The value you specify in the expiration elements time will be used to set the Cache-Control and Expires HTTP response headers.

If your app uses the Java 11/17 runtime and the legacy bundled services, you can specify the static-files element in your appengine-web.xml file

Forcing HTTPS connections

For security reasons, all applications should encourage clients to connect over https. To instruct the browser to prefer https over http for a given page or entire domain, set the Strict-Transport-Security header in your responses. For example:

Strict-Transport-Security: max-age=31536000; includeSubDomains

To set this header for any static content that is served by your app, add the header to your app's static file and directory handlers.

Go

To set this header for responses that are generated from your code, use the secureheader package.

Java

Most app frameworks and web servers provide support for setting this header for responses that are generated from your code. For information about the Strict-Transport-Security header in Spring Boot, see HTTP Strict Transport Security (HSTS).

Node.js

To set this header for responses that are generated from your code, use the helmet package.

PHP

For information about setting headers in a response that is generated from your script, see the instructions that are provided by the web framework you use for your app. If you aren't using a web framework, use the PHP header function.

Python

To set this header for responses that are generated from your code, use the flask-talisman library.

Ruby

In Rails, Strict-Transport-Security is enabled by default for responses that are generated from your code. For more information, see the config.force_ssl configuration method.
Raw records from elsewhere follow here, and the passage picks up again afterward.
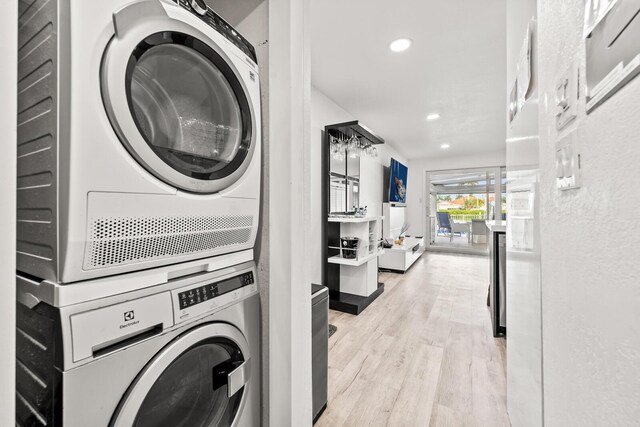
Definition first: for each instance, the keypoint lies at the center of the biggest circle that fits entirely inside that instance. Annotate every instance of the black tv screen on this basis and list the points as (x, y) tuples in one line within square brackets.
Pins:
[(397, 182)]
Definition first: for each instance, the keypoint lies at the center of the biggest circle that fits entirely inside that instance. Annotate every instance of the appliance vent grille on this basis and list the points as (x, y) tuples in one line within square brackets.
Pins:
[(121, 241)]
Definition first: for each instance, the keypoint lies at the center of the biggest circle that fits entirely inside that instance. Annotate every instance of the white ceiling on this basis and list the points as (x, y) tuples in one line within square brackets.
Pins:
[(455, 67)]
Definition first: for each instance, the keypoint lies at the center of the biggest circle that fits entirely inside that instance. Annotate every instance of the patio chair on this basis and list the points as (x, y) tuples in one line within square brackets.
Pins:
[(446, 224)]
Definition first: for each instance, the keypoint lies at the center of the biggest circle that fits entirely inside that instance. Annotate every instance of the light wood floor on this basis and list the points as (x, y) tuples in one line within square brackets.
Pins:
[(422, 354)]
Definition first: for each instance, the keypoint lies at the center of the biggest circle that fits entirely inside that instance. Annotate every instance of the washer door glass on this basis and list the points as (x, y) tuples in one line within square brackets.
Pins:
[(188, 105), (192, 391)]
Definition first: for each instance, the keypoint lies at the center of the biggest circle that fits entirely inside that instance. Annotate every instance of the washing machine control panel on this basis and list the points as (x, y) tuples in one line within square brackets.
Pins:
[(195, 300), (200, 9)]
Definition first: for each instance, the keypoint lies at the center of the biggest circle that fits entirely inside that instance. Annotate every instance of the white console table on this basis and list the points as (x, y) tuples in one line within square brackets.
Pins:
[(402, 257)]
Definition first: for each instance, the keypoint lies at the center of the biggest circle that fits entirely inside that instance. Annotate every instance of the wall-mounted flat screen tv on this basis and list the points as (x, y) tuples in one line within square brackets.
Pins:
[(397, 182)]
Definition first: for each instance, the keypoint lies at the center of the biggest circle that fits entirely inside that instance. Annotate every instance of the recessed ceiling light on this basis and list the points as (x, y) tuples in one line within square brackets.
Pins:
[(400, 45)]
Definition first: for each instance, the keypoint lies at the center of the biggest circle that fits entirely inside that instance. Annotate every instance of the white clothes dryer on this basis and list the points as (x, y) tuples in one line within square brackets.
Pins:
[(139, 137), (183, 353)]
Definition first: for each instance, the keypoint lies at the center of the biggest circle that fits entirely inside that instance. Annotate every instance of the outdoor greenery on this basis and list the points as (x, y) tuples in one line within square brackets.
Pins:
[(464, 211)]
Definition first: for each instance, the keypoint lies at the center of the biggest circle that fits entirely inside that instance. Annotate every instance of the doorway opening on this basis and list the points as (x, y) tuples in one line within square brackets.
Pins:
[(460, 202)]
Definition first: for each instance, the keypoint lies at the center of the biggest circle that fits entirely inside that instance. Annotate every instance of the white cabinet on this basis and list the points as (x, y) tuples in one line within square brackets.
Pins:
[(402, 257)]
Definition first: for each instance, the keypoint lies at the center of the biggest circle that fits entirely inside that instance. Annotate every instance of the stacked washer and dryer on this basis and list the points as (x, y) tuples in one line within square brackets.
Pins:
[(138, 202)]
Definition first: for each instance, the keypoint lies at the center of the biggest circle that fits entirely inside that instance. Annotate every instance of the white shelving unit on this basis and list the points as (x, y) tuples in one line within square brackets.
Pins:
[(337, 259), (359, 275)]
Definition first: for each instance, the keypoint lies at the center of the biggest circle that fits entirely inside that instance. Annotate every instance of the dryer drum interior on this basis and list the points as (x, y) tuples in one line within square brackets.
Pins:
[(193, 390), (188, 105)]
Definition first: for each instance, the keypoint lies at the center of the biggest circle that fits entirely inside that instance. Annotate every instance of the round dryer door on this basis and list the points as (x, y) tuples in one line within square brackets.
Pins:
[(196, 381), (179, 104)]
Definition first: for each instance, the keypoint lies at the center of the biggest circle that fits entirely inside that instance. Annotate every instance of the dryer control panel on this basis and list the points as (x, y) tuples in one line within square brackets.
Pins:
[(195, 300), (200, 9)]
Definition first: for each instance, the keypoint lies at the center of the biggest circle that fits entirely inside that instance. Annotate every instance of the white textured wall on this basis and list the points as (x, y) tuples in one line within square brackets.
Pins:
[(255, 27), (590, 245), (325, 112), (416, 207), (8, 87)]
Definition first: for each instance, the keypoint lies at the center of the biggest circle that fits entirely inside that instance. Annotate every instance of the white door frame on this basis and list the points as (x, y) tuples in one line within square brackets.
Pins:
[(8, 120), (289, 214), (496, 170)]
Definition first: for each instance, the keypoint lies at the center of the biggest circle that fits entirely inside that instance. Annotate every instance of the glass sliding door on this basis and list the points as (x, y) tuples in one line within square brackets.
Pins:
[(460, 203)]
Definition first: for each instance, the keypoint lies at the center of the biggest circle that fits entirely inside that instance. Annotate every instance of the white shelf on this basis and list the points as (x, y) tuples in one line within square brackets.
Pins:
[(337, 259), (354, 220)]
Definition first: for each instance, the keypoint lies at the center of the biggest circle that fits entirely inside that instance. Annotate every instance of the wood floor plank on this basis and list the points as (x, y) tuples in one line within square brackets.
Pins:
[(422, 354)]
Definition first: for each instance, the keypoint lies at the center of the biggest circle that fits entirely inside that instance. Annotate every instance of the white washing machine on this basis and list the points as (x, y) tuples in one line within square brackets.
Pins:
[(139, 137), (184, 353)]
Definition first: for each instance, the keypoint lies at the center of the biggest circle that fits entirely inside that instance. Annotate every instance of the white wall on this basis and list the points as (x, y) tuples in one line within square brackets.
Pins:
[(416, 205), (590, 245), (255, 28), (325, 112), (8, 87)]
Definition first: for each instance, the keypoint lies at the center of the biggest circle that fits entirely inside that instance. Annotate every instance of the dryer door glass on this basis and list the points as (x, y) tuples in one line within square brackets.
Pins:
[(189, 106), (193, 390)]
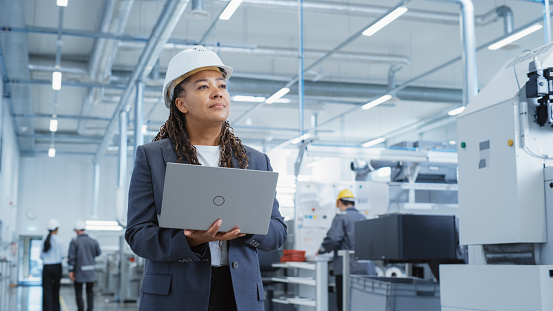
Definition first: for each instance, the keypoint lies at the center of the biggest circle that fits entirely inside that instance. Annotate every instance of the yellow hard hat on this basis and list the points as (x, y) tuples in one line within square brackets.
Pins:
[(346, 195)]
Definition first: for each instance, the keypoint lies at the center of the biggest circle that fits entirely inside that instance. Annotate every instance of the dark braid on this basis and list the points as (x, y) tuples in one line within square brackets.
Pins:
[(175, 129)]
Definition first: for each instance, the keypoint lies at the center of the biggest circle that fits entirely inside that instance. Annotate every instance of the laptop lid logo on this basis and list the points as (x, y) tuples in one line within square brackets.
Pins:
[(218, 200)]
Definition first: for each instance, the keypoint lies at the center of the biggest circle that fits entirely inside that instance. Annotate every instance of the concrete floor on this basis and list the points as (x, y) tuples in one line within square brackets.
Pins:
[(29, 298)]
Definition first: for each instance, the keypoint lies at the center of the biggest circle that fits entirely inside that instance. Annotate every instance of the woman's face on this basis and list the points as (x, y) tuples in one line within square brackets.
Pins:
[(205, 98)]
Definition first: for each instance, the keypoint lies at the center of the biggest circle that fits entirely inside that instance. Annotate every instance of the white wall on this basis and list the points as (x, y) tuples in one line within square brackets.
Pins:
[(9, 175), (62, 188)]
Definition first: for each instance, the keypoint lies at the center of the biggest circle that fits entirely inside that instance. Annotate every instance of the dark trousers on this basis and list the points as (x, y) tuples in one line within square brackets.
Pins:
[(51, 275), (339, 290), (89, 295), (221, 296)]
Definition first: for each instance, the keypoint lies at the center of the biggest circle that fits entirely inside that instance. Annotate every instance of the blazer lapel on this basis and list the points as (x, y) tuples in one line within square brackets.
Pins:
[(168, 152)]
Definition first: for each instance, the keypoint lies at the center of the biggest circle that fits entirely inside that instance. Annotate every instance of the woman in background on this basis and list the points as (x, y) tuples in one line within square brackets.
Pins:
[(52, 254)]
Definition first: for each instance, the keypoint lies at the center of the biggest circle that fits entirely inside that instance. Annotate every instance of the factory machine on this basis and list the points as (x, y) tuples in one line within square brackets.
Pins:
[(505, 149)]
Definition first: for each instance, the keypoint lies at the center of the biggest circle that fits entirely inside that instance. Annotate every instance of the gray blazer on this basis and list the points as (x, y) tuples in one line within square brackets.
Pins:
[(177, 276)]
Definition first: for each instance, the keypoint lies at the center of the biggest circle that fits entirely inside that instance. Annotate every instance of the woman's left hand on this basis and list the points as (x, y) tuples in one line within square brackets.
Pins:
[(197, 237)]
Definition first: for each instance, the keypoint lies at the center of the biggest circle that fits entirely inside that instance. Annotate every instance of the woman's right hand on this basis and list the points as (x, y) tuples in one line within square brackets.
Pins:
[(197, 237)]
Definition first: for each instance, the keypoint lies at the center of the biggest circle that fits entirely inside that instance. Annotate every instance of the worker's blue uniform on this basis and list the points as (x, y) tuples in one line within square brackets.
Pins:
[(341, 236)]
Handling asynchronous background work

Background work is any work that your app performs for a request after you have delivered your HTTP response. Avoid performing background work in your app, and review your code to make sure all asynchronous operations finish before you deliver your response.

For long-running jobs, we recommend using Cloud Tasks. With Cloud Tasks, HTTP requests are long-lived and return a response only after any asynchronous work ends.